To get to the theoretical limit you’re asking about we do the same thing. For an arbitrary number x, how many trits do we need to represent it in trinary and how many bits N do we need to represent it in binary? What is the ratio of trits to bits?
x = 3^M and x = 2^N
Log3(x) = M
Log(x) / Log(3) = M
Log2(x) = N
Log(x) / Log(2) = N
And then we can just take that ratio N/M to figure out how many bits N we need to represent M trits:
R = N/M = Log(x)/Log(2) x Log(3)/Log(x) = Log(3)/Log(2)
3^N <= 2^M
log(3^N) <= log(2^M)
N*log(3) <= M*log(2)
log(3)/log(2) <= M/N
where M/N is the bits per ternary digit.So, for powers of two, it's obviously log_2(N).
Now we just extrapolate. For three things, on average, you need to ask log_2(3) questions. Sometimes you ask just one, sometimes you must ask two (depending on where you split the group). Either way, the formula is the same.

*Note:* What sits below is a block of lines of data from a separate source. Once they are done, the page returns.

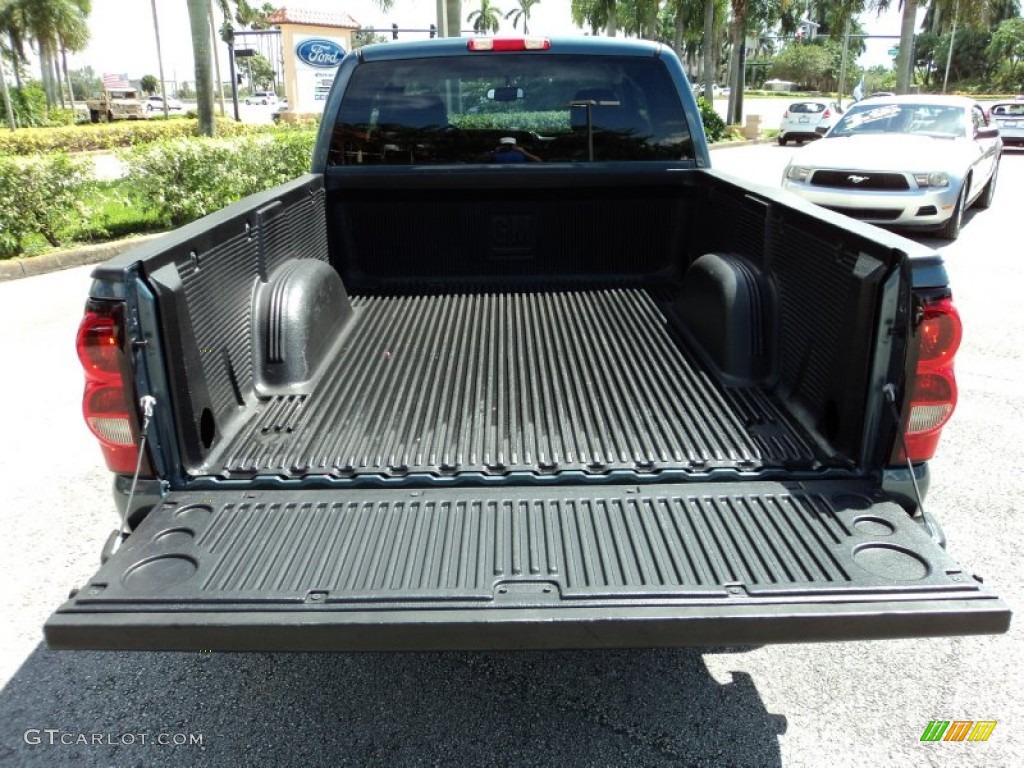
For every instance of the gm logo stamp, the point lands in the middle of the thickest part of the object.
(958, 730)
(512, 236)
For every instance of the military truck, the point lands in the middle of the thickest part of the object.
(119, 103)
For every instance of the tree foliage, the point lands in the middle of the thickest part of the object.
(487, 17)
(1007, 48)
(806, 64)
(521, 13)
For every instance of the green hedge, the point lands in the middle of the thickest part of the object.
(714, 125)
(120, 134)
(39, 196)
(186, 178)
(52, 200)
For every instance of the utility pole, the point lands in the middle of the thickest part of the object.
(952, 41)
(842, 67)
(6, 95)
(160, 60)
(216, 61)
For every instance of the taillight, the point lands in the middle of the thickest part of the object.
(934, 395)
(105, 404)
(509, 43)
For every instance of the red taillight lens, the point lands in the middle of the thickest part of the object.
(934, 395)
(940, 334)
(98, 347)
(105, 403)
(509, 43)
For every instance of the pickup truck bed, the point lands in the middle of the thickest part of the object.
(491, 383)
(394, 569)
(605, 397)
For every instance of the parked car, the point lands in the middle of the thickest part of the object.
(807, 120)
(262, 97)
(903, 161)
(1009, 117)
(156, 103)
(716, 90)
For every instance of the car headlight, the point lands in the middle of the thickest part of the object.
(798, 173)
(936, 178)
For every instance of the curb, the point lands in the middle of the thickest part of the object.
(744, 142)
(51, 262)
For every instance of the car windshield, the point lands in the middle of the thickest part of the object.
(536, 108)
(807, 107)
(922, 119)
(1014, 109)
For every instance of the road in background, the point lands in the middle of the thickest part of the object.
(804, 705)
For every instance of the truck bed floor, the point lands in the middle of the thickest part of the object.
(493, 383)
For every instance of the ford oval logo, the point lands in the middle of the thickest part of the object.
(322, 53)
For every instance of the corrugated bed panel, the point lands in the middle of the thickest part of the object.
(604, 545)
(811, 272)
(494, 383)
(218, 287)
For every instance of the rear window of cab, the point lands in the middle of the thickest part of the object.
(510, 108)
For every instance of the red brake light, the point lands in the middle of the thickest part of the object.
(509, 43)
(105, 404)
(98, 348)
(934, 395)
(940, 333)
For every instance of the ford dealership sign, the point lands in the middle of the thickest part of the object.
(321, 53)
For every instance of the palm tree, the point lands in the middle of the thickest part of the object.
(599, 14)
(199, 18)
(521, 13)
(709, 46)
(485, 18)
(56, 26)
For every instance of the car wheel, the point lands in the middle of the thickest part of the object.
(950, 229)
(988, 194)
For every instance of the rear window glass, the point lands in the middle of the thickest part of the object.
(807, 107)
(1012, 110)
(510, 108)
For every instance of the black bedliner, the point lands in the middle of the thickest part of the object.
(512, 567)
(501, 382)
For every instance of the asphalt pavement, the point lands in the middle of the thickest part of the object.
(805, 705)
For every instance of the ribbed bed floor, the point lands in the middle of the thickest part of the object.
(591, 381)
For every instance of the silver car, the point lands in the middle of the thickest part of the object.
(902, 161)
(1009, 116)
(807, 120)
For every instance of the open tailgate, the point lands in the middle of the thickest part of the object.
(524, 567)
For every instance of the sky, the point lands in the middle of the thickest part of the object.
(123, 39)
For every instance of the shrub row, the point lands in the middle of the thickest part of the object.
(39, 196)
(184, 179)
(119, 135)
(169, 182)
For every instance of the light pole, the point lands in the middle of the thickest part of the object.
(160, 61)
(952, 39)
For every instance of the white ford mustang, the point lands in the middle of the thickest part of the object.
(902, 161)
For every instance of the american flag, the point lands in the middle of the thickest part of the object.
(112, 82)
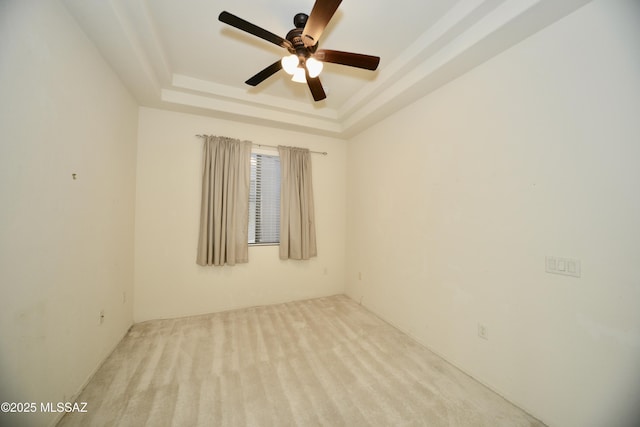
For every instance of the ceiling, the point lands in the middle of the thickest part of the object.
(175, 54)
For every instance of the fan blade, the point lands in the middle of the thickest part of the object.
(250, 28)
(265, 74)
(320, 16)
(358, 60)
(316, 88)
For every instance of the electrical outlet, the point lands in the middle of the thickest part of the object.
(483, 332)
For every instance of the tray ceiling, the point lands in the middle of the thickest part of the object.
(176, 54)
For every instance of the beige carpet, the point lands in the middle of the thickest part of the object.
(326, 361)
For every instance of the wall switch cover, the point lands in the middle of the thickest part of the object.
(564, 266)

log(3)/log(2) is just a way of writing log_2(3) (since the value of log3/log2 is the same regardless of which base the log is in).
Note that two isn't special. It's only because we've limited ourselves to 'how many yes/no/questions'. If you wanted to know how many multiple choice questions of 3 responses would you need to exactly determine which object of a set of 4, the answer is log_3(4).
[1] You can think of any byte, word, double word, quad word as simply a path in a binary tree of all numbers in the range 0..2^N-1 (where N is bit width). The path uniquely identifies the number.
lim_(n→∞) bits_needed(3ⁿ) / n
= lim_(n→∞) ⌈log2(3ⁿ)⌉ / n
= lim_(n→∞) ⌈n log2(3)⌉ / n
= log2(3)
= log(3) / log(2)
where bits_needed(m) is the minimum number of bits needed to encode m distinct values.For fun, consider how much space a base 10 number takes in binary. It takes about 4 bits with slack. Specifically, about 3.32 bits. Which is log(10)/log(2).